Eating Away at Your Willpower
I have heard willpower described as "a muscle that can be strengthened with practice", but everything I read from experts on how the brain works leads me to believe that it’s more like a gas tank. In the morning, we start out with a full tank. Every time we make a decision, make a choice, or resist an impulse during the day, we use a little bit of our fuel. We don’t have a separate supply of will power for each activity in our life, so at the end of a busy day, we may not have the energy left to make good decisions about what to eat.
A good night’s sleep helps refill our willpower tank, but what if you could do something to increase your “miles per gallon”? People who are successful at following a healthy diet don’t necessarily have more will power than others...they have probably found ways to eliminate unnecessary decision making or make healthy choices easier.
We make dozens of decisions each day that involve food. What’s for breakfast? Lunch? Dinner? Should I order this, that, or the other thing? How much? We can eliminate many of these decisions by planning and preparing meals in advance. Sit down with your calendar once a week on a quieter day and decide what you will be eating. Write the meals on your calendar. Shop if you need to and prepare as much of the food in advance as possible. Planning even one meal per day means one less decision to make, and a little less stress. Cooking and cleaning up for the week instead of every day also makes your life easier.

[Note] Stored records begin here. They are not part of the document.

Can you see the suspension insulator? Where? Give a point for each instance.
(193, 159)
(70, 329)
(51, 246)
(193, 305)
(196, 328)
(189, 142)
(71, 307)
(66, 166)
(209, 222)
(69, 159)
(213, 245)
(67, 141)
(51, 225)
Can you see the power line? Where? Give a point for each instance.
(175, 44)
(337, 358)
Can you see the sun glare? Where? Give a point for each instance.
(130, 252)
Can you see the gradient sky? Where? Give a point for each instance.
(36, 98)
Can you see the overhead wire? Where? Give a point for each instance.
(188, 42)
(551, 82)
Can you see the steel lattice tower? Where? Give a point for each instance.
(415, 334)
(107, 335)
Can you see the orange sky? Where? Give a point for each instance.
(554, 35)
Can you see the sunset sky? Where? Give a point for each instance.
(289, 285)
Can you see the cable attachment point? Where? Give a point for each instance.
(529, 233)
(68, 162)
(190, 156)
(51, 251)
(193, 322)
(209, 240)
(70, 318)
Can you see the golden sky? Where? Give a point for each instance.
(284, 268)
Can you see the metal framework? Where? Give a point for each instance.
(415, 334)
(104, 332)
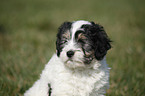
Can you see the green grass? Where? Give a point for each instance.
(28, 32)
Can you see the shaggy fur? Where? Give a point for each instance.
(79, 67)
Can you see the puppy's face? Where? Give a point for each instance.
(81, 43)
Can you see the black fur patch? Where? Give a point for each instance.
(60, 40)
(99, 40)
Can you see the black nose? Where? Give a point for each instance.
(70, 53)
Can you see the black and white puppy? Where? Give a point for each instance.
(79, 66)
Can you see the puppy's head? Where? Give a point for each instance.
(80, 43)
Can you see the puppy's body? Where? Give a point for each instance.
(76, 70)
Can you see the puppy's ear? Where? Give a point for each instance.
(101, 41)
(99, 38)
(61, 30)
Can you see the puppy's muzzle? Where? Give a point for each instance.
(70, 53)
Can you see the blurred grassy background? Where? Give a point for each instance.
(28, 32)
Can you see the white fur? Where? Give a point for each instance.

Since any decision or choice you make affects your supply of will power, it makes sense to automate other things. For example, how much time do you spend deciding what to wear in the morning? “Geniuses” like Albert Einstein, Steve Jobs, and Mark Zuckerberg are among those who are known for wearing pretty much the same thing every day because it meant they did not have to make so many decisions. I’m not suggesting that you wear a black turtleneck every day, but simplifying your wardrobe is one other way to preserve your brain power.
Another fairly successful person once said “You’ll see I wear only gray or blue suits. I’m trying to pare down decisions. I don’t want to make decisions about what I’m eating or wearing, because I have too many other decisions to make.” That guy was former President Barack Obama.